Miguel Ángel Ballesteros bio photo

Miguel Ángel Ballesteros

CTO and co-founder of GoKoan. I build AI products such as Koanly, learning systems and agentic software workflows that turn complex knowledge into usable tools.

Email LinkedIn Github
RSS Feed

How to ship a large app in 28 days without turning the code into a bonfire

Available in Español .

There is a recurring engineering fantasy: “if we had twice as many hands, we would ship in half the time”. Then reality arrives, calls itself coordination, and runs over you smiling.

OpenAI’s article about building Sora for Android in 28 days is interesting precisely because it does not sell magic. It shows where the bottleneck moves when you put an agent like Codex inside the loop.
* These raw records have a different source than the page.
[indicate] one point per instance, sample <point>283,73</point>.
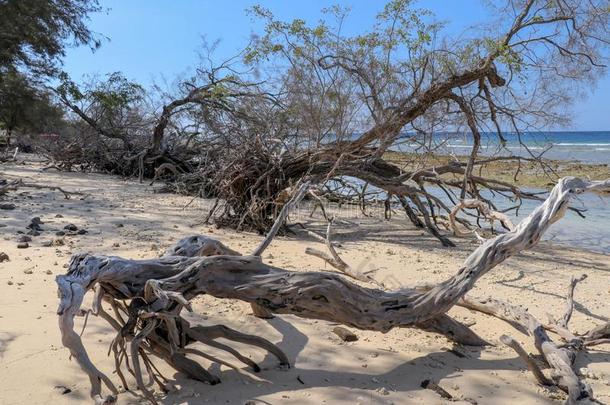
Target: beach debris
<point>345,334</point>
<point>62,389</point>
<point>24,238</point>
<point>71,228</point>
<point>431,385</point>
<point>171,283</point>
<point>35,224</point>
<point>54,242</point>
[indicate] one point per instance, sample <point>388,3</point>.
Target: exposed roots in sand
<point>147,297</point>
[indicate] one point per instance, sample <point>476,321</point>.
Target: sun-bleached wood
<point>162,287</point>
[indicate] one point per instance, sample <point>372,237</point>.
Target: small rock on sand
<point>345,334</point>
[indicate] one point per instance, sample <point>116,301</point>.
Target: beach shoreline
<point>522,174</point>
<point>125,218</point>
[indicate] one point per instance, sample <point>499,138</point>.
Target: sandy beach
<point>128,219</point>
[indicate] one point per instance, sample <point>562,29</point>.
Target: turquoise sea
<point>592,232</point>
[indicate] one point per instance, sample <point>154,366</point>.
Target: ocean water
<point>583,146</point>
<point>591,232</point>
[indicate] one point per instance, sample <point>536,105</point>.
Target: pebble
<point>62,389</point>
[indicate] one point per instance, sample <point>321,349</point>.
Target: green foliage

The attractive data point is strong: they launched in November, reached #1 on Google Play on launch day, Android users generated more than one million videos in the first 24 hours, and behind it were four engineers, a window from Oct 8 to Nov 5, 2025, and around 5 billion Codex tokens. Still, they reported 99.9% crash-free.

The essential thing is not the number of days. It is the pattern.

Brooks did not die

The article begins with Brooks’ Law: adding people to a late project makes it later. The relevant move is how they reinterpret it. With Codex, you can add hands cheaply – more sessions, more parallelism – but coordination does not disappear. It moves.

You stop being only the person who writes code and become the person who decides, directs, reviews and orchestrates. That is the programming paradigm shift in practice.

The real speed-up does not come from typing faster. It comes from reducing dead time and letting implementation advance while you sleep, but only if you did the hard work first: define the lane.

That resonates with when AI moves faster than your head: Codex does not get blocked by context switching. You do.

Treat Codex like a new senior

The best metaphor is practical: Codex works if you treat it like a senior engineer who just joined the team.

It is capable, reads fast and produces a lot. But it does not know your invisible rules or product intuition.

It needs guidance where humans usually need guidance too: patterns, strategy, real user behavior, “how we do things here”, UX friction, onboarding and architectural judgment.

Where it shines is also clear: reading large codebases, trying alternatives, writing tests, responding to CI logs, investigating SDKs and running disposable sessions in parallel.

Codex does not replace judgement. It amplifies the impact of judgement. If the judgement is vague, it amplifies chaos.

“85% written by Codex” is not autopilot

The central lesson is that they first built the foundation by hand: architecture, modularization, dependency injection, navigation, auth and base networking.

Then they implemented representative features end-to-end so the agent could see examples of what “correct” meant in that codebase.

From there, Codex could fill in a lot. The claim that the project was around 85% written by Codex is best read as “85% of typing”, not “85% of decisions”.

The anti-pattern is the single prompt: “Build the Android app based on iOS. Go.” It may produce something, but without context it is a lottery.

The sober lesson is:

Do not only tell it what you want. Show it how you want it.

Planning before coding

For non-trivial changes, the best workflow is to ask Codex to read the system first, explain its understanding, let the human correct that understanding, and then co-create a plan that looks like a small design doc: which files to touch, which new states exist, which logic goes where.

Only then should implementation begin.

That planning loop creates traceability of intention. When the diff arrives, you are not reviewing blind code. You are comparing implementation against a plan.

The lesson

AI-assisted programming does not reduce the need for rigor. It increases it.

The agent optimizes for getting from A to B now. Someone still has to hold the map of constraints, system design and future code health.

If you want speed with agents, invest first in invariants, examples, rules and plans. What scales is not typing. What scales is your ability to direct and review without losing the plot.

The important question is not:

How much code did AI write?

It is:

Which decisions did AI free me to make better?